If you want to live longer and feel younger you should consider skipping a meal a day, a study suggests.
Researchers found restricting calories by a third in rats enhanced their immune systems, slashed inflammation and delayed the onset of age-related diseases.
While the benefits of eating less on lifespan have long been established, the study was the first to study the exact effect it has on a cellular level.
The international team of scientists, from the UK, US and China, now hope to apply their findings to humans.
If you want to live longer and feel younger you should consider skipping a meal a day, a study suggests (file)
Ageing is the highest risk factor for many human diseases, including cancer, dementia, diabetes and metabolic syndrome.
Caloric restriction has long been shown in animal models to be one of the most effective interventions against these age-related diseases.
And although researchers knew that individual cells undergo many changes as an organism ages, they have not known how caloric restriction might influence these changes.
Researchers – led by the Salk Institute for Biological Studies in California – isolated and analysed a total of 168,703 cells in 56 rats.
The animals’ diets were controlled from age 18 months through 27 months.
In humans, this would be roughly equivalent to someone following a calorie-restricted diet from age 50 through 70.
The cells came from fat tissues, liver, kidney, heart, skin, bone marrow, brain and muscle.
In each isolated cell, the researchers used single-cell genetic-sequencing technology to measure the activity levels of genes.
They also looked at the overall composition of cell types within any given tissue.

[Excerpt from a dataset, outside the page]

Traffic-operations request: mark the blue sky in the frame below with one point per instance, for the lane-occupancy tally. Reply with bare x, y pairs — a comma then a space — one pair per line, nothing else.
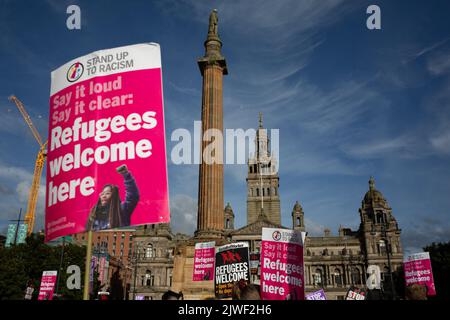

Then, they compared old and young mice on each diet.
Overall, 57 per cent of the age-related deterioration in cells seen in the tissues of normal rats were not present in the calorie-restricted rats.
The number of immune cells in nearly every tissue studied dramatically increased as control rats aged but was not affected by age in rats with restricted calories.
In one type of fat tissue a calorie-restricted diet changed the way anti-inflammatory genes developed, reverting them back to resemble the genetic structure of younger rats.
Free radicals – unstable molecules that can damage cells – are released as a byproduct when the body digests food.
Calorie-restricted diets work because the cells are given time to wash away the free radicals, according to the researchers.
Juan Carlos Izpisua Belmonte, senior author of the new paper and a professor in the Gene Expression Laboratories at the Salk Institute, said the findings ‘gives us targets that we may eventually be able to act on with drugs to treat aging in humans.’
‘This approach not only told us the effect of calorie restriction on these cell types, but also provided the most complete and detailed study of what happens at a single-cell level during aging,’ said co-corresponding author Guang-Hui Liu, a professor at the Chinese Academy of Sciences.
‘The primary discovery in the current study is that the increase in the inflammatory response during aging could be systematically repressed by caloric restriction,’ said co-corresponding author Jing Qu, also a professor at the Chinese Academy of Sciences.
‘People say that “you are what you eat,” and we’re finding that to be true in lots of ways,’ says Concepcion Rodriguez Esteban, another of the paper’s authors.
‘The state of your cells as you age clearly depends on your interactions with your environment, which includes what and how much you eat.’
The new results were detailed in the journal Cell.
The team is now trying to utilize their findings in an effort to discover aging drug targets and implement strategies towards increasing life and health span.